GitHub State Across Repos

Repo State Recent
SutroYaro 6 issues, 0 PRs PR #97 merged May 14 (migrated research code out to sparse-parity-challenge). Reshuffle #96 still open.
sutro-problems 1 open PR (#7) Home of the matmul, sparse-parity, and symmetry challenges. Active.
hinton-problems 2 open PRs (#60, #61) 53 stubs shipped May 3. v2 ByteDMD instrumentation underway.
schmidhuber-problems 0 open PRs 58 stubs shipped May 8.
wikitext 0 open PRs New repo, split from sutro-problems May 12. Very active.
sparse-parity-challenge 1 open PR (#43) Received the SutroYaro migration (PR #40). Submission issue #41 pending.
ByteDMD 2 issues, 1 PR, all old Quiet. Last default-branch commit Apr 30.

New and Returning People

  • Armins (handle falsefalsenottrue): leading the wikitext challenge.
  • Gabriel Nakajima An: wikitext energy-metering work.
  • Cosmin Negruseri: matmul auto-research, now attending in person.
  • Sung Jae Bae: matmul and grid sparse-parity contributor.
  • Louka Ewington-Pitsos: new, reading into forward-forward.
  • Anastasiia Zhiboedova: SutroAna harness, matmul work.
  • Russ Pantone: May 4 guest speaker (ex-Rain.AI).

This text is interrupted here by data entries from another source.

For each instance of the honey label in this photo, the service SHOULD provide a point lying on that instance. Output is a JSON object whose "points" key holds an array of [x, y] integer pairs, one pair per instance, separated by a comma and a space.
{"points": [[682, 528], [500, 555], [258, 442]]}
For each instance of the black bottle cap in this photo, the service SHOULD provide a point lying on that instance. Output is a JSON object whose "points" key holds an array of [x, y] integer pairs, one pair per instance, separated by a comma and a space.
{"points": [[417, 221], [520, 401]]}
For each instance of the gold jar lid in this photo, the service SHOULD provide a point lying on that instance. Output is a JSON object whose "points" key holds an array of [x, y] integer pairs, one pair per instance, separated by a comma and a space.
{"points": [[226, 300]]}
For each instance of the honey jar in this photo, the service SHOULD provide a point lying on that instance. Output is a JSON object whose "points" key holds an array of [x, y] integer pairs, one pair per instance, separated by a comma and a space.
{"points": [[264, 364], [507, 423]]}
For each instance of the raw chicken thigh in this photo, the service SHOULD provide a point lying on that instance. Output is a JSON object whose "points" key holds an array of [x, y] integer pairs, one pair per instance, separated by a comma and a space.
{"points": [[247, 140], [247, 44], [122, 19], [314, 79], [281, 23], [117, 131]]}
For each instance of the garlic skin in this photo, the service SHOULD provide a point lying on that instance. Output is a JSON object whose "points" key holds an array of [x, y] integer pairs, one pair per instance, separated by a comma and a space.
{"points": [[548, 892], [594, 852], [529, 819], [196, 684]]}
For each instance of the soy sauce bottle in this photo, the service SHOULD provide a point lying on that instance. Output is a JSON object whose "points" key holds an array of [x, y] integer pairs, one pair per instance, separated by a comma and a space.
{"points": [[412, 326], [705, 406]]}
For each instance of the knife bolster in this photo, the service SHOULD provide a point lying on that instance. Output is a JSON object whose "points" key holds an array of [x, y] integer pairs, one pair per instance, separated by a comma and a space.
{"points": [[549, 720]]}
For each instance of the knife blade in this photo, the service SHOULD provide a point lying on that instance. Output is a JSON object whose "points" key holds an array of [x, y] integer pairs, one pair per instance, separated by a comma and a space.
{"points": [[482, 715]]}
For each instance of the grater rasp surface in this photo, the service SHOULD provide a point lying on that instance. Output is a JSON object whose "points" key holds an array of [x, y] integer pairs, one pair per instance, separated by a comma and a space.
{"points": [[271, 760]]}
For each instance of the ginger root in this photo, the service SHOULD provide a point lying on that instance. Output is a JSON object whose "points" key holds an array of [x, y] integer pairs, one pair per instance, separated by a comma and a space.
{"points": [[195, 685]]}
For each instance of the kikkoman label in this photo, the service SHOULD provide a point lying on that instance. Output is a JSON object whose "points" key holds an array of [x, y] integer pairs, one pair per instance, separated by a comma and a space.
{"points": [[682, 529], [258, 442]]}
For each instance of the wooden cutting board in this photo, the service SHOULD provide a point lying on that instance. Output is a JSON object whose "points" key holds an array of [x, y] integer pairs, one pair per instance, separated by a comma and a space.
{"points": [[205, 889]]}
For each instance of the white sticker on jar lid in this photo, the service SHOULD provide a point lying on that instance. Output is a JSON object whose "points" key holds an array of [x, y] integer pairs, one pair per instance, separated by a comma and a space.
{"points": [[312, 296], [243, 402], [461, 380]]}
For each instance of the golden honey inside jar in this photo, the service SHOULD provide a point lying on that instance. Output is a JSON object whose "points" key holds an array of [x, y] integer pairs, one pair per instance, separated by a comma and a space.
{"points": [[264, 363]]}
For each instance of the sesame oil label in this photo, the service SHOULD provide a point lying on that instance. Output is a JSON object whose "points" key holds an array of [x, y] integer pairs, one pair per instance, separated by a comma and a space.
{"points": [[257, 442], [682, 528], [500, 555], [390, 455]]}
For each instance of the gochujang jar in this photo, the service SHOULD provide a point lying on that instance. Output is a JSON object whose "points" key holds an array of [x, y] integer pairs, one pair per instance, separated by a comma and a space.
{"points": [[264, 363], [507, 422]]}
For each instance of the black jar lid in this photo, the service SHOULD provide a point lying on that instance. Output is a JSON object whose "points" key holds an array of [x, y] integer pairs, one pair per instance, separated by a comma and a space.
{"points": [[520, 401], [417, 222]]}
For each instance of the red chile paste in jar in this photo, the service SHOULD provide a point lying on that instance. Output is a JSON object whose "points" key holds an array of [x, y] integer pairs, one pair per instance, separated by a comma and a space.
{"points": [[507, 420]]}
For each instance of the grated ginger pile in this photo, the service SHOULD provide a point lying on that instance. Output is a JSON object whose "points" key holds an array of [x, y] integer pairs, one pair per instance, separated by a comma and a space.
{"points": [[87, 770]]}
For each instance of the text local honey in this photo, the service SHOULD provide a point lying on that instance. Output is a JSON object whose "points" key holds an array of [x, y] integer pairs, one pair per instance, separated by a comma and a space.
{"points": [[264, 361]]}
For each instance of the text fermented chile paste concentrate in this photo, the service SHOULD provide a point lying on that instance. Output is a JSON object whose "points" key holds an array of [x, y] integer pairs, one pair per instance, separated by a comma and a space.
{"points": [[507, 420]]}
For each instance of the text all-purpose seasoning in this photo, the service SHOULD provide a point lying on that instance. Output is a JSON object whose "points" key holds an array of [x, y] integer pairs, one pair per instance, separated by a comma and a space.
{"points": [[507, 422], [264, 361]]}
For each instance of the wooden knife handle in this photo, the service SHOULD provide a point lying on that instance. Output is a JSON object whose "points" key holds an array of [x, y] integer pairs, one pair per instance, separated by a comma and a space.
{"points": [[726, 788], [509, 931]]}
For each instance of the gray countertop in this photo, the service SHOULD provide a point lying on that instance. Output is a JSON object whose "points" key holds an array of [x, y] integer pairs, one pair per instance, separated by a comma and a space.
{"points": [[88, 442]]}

What's Open and What's Next

For SutroYaro specifically

  • Reshuffle issue #96 is partly done. PR #97 removed the migrated research code. Decide what the "strip to lab memory" plan still requires and whether #96 can be narrowed or closed.
  • docs_config.json does not track the two Yaroslav strategy docs (higher-level thinking, bounds summary) or any meeting notes after Meeting #9. Decide which to add so future Google Docs syncs pick them up.
  • The CLAUDE.md "Current Best Methods" table is still pre-ByteDMD. Task 015 is the natural home for re-measuring it.

Decisions in flight elsewhere

  • Whether wikitext counts an explicit CPU energy term (RAPL) or stays GPU-only. Live in the wikitext channel as of today.
  • Whether the grid sparse-parity challenge keeps floating-point ops or moves to an integer / 8-bit instruction set.

Cadence

Last catch-up was Apr 30. Next one should land before the Monday May 25 meeting to keep the weekly rhythm.